All these things were fully talked over at Mulready's that night. The indignities offered to humanity by police of every kind, the iniquities of all Protestants, the benefits likely to accrue to mankind from an unlimited manufacture of potheen, and the injustice of rents, were fully discussed; on the latter head certainly Brady fought the battle of his master, and not unsuccessfully; but not on the head that he had a right to his own rents, but what he was to do about Flannelly, if he did not get them.
"And shure, boys, what would the ould masther do, and what would Mr. Thady do without the rint among ye, – an' ould Flannelly dunning about him with his bonds, and his bills and morgidges? How'd ye like to see the good ould blood that's in it now, driven out by the likes of Flannelly and Keegan, and them to be masthers in Ballycloran?"

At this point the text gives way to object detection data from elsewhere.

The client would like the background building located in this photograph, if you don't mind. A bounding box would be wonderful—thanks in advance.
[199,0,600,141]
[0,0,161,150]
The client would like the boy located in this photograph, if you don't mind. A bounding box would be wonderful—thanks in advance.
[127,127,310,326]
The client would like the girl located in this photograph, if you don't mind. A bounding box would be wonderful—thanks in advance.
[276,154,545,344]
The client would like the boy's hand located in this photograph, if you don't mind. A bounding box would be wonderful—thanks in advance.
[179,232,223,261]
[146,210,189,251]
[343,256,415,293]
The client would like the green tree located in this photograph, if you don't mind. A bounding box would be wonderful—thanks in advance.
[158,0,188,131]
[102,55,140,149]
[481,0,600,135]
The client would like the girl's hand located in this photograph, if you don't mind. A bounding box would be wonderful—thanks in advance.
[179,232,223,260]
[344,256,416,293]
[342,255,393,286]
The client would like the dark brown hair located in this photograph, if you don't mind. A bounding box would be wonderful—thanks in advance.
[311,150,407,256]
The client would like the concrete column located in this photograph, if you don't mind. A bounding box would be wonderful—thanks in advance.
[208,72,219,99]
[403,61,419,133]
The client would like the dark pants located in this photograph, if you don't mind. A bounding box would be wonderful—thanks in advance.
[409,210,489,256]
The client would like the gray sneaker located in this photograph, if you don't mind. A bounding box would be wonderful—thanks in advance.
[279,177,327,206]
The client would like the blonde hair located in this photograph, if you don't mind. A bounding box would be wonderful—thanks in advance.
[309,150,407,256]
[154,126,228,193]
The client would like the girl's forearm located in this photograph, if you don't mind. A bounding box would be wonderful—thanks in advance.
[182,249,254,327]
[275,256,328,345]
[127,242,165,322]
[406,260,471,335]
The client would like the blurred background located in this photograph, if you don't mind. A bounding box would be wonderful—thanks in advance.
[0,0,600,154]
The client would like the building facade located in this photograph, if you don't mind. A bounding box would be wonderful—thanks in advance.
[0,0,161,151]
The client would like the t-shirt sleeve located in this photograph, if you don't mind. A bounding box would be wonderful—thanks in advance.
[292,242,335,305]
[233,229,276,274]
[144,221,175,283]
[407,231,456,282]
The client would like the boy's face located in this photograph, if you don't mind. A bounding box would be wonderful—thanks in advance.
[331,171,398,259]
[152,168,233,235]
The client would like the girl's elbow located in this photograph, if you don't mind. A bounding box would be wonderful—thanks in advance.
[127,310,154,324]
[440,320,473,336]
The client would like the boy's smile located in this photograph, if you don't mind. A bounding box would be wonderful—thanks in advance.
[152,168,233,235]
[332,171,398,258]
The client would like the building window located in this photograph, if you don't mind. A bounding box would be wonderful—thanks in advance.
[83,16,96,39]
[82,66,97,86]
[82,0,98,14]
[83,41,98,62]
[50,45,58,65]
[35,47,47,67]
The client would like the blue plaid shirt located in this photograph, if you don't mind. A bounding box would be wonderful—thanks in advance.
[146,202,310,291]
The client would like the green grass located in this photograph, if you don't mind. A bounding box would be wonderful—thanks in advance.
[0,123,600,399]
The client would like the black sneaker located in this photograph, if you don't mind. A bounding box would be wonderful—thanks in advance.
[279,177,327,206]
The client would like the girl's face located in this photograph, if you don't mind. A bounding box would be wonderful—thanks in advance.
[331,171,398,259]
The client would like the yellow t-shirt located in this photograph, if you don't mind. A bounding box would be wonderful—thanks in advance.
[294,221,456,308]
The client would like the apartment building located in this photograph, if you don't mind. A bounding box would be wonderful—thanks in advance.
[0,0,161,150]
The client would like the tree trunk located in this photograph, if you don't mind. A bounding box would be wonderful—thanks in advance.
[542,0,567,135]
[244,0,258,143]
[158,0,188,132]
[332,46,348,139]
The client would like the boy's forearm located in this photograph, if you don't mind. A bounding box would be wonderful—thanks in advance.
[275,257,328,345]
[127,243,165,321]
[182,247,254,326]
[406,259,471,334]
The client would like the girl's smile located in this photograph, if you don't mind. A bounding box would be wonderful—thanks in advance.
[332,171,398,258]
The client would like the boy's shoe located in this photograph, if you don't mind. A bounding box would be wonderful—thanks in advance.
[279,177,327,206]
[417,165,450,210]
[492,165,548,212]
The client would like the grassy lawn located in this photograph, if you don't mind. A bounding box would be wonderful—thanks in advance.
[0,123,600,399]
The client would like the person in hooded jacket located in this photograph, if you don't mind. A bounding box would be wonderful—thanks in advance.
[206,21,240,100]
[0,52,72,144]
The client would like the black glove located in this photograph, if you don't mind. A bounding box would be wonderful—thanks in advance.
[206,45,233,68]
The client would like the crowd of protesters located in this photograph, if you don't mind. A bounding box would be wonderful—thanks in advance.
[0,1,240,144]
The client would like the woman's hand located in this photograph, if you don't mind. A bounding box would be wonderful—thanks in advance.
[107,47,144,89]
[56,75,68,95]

"That's all very well, Pat, and we'd be sorry to see harum come to Mr. Larry and the young masther along of such born robbers as them; but is them dearer to us than our own flesh and blood? As long as they and the like of them'd stand between us and want, the divil a Keegan of them all'd dare put a foot in Ballycloran. But who is it now rules all at Ballycloran? Who, but that bloody robber, Ussher? They'd go through the country for him, the born ruffian, – may food choke him! – and he making little of them all the time. Bad manners to the like of him! they say he never called an honest woman his mother. Will I, Mr. Brady, be giving my blood for them, and he putting my brother in gaol, and all for sitting up warming his shins at Loch Sheen? No; may this be my curse if I do!" and Joe Reynolds swallowed a glass of whiskey; "and you may tell Mr. Thady, Pat, if he wants the boys to stick to him, let him stick to them, and not be helping a d – d ruffian to be dhriving the lives out of them he should befriend. And maybe he will want us, and that soon; and if he'll stick to us now, as his fathers always did, sure it's little he need be fearing Flannelly and Keegan. By G – , the first foot they set in Ballycloran they shall leave there forever, if Thady Macdermot will help rid his father's land of that bloody ruffian."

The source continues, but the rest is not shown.